Pretty female bosses are viewed as untrustworthy and ‘man eaters’ by employees



Attractive women bosses are considered less truthful and trustworthy by both s3xes, research has found.

In tests, hundreds of male and female participants said they thought a pretty female boss was less likely to be honest.

They were also considered more deserving of being fired than a less attractive counterpart.

Good looks are often thought to be advantageous in life, whether when it comes to getting served in shops or pubs or being more likely to succeed at a job interview, and even the likelihood you are found guilty in court.

But when it comes to the most senior roles, however, attractive women were considered to be more deceitful.

It seems that any woman who shatters the glass ceiling is perceived to have used underhand methods to get there, the research suggests.

Researchers from Washington State University and others dubbed the distrust of the attractive female boss ‘the Femme Fatale syndrome’.

The authors suggest that a beautiful woman boss will have to work hard to convince people that she deserves her place through hard work, rather than looks alone or through ‘ingratiation, manipulation or seduction.’

The idea that there is prejudice against female bosses is not new.

But this has been explained in the past on the idea that women ‘aren’t fitting’ in a traditional masculine role as a boss.

The latest study rejects this explanation and, based on a series of experiments, suggests the distrust is motivated by deep-seated sexual insecurity and jealousy.

Leah Sheppard, lead author of the paper, said:

‘Highly attractive women can be perceived as dangerous and that matters when we are assessing things like how much we trust them and whether we believe that what they are saying is truthful.

‘It becomes more nuanced when we look at gender,’ she added.

‘For women there are certain contexts in which they don’t seem to benefit from their beauty.’ 

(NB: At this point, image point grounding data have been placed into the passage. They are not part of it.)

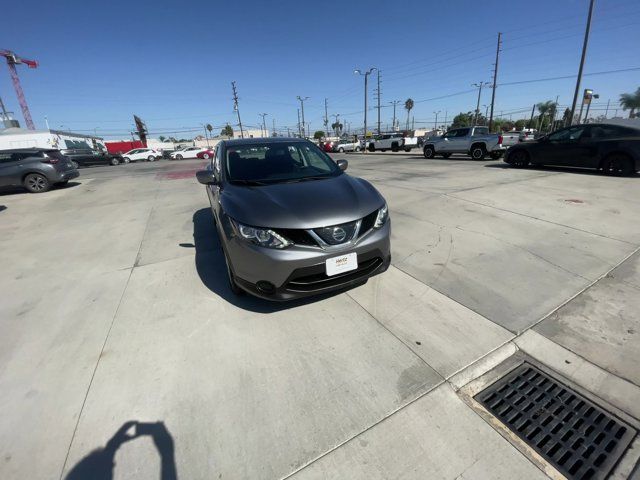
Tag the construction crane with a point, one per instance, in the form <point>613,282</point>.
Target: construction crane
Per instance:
<point>12,61</point>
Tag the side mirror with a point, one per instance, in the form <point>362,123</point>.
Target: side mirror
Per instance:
<point>206,177</point>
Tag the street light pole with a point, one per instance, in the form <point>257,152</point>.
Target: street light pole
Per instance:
<point>479,87</point>
<point>302,110</point>
<point>366,76</point>
<point>584,54</point>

Evolution has coloured our view to think that attractive women are more likely to be liars, the researchers suggest.

Attractive females were in our evolutionary history more likely to steal male sexual partners away, and this colours our perception of female business leaders.

Men are distrustful because although they may find women bosses desirable, their view is coloured by an idea that beautiful women, precisely because they are more desired, are more likely to be unfaithful.

To conduct their experiments, the researchers used images drawn from a Google images search for a ‘professional woman’ and had participants rate their attractiveness.

In one experiment with 198 participants, both women and men were asked to assess how truthful a female boss was delivering bad news from their company.

Both sexes said they were less likely to believe the attractive woman rather than the male leader.

The attractive female bosses were also thought more deserving of being fired.

In further experiments, the effect was found to persist – in the job of public relations officer.

This is a role traditionally considered feminine and for which looks are considered important, the authors suggest.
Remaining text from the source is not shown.